A legislação brasileira não impõe restrições à divulgação de suicídios pela imprensa. Sites, blogs, rádios e TVs podem publicar livremente informações sobre vítimas e métodos. O vácuo legal contrasta com recomendações da OMS (Organização Mundial da Saúde) e do Ministério da Saúde, que orientam a adotar cuidado redobrado nesse tipo de cobertura.
Lei em vigor não trata da mídia
Desde julho de 2019, o país conta com a Lei 13.819, que instituiu a Política Nacional de Prevenção da Automutilação e do Suicídio. A norma exige notificação obrigatória de tentativas, cria protocolos de atendimento e articula ações de saúde e educação.
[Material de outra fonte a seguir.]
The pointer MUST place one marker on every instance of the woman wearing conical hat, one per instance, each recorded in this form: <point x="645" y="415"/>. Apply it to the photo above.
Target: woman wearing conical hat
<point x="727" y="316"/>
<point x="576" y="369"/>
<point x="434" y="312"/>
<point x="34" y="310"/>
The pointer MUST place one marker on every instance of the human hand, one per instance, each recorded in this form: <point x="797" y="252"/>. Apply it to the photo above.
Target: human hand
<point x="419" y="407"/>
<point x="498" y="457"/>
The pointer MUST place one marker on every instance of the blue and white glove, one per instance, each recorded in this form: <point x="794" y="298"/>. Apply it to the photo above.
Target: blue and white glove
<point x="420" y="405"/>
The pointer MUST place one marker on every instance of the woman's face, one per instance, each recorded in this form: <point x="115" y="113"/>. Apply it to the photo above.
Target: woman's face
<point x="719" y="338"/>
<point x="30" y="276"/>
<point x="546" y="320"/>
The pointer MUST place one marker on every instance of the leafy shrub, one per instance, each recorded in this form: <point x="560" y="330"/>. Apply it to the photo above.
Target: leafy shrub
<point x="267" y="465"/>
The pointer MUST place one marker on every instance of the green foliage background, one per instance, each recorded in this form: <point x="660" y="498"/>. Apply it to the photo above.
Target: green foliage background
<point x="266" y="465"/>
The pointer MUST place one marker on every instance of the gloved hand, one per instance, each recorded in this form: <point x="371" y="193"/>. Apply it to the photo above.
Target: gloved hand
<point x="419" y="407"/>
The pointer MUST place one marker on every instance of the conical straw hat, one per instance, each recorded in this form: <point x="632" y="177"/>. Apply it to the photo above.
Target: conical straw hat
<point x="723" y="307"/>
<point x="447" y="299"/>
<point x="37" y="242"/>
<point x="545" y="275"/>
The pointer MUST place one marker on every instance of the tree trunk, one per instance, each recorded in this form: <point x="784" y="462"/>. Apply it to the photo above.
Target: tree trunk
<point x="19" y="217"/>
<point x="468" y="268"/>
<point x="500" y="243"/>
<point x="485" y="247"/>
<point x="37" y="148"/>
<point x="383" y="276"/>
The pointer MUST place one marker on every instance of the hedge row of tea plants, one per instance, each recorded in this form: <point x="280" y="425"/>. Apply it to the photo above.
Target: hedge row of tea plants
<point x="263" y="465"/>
Mas a lei não alcança o modo como a imprensa trata o tema. Não há sanções para reportagens que exponham vítimas ou revelem detalhes do ato.
Projetos parados
Dois projetos tentam mudar esse quadro. O PL 1970/2023 propõe diretrizes para a cobertura jornalística, proibindo imagens de vítimas, cartas de despedida e descrições de métodos. Também exige a inclusão do número do CVV (188) em reportagens.
Já o PL 2651/2024 prevê punição criminal para quem divulgar cenas de suicídio sem justificativa. A pena vai de multa a até três anos de prisão.
Ambas as propostas estão paradas no Congresso. Não há previsão de votação em plenário.
Pressão social
Especialistas afirmam que a ausência de regras fomenta o risco do chamado efeito Werther, quando a exposição midiática pode estimular novos casos, especialmente entre jovens.
Entidades de saúde mental e familiares de vítimas pressionam pela aprovação imediata. O movimento cobra que parlamentares deem prioridade à tramitação.
O que está em jogo
Enquanto os projetos não avançam, veículos de comunicação podem continuar a explorar casos sem restrições. Para críticos, a omissão legislativa amplia a dor de famílias e fragiliza políticas de prevenção.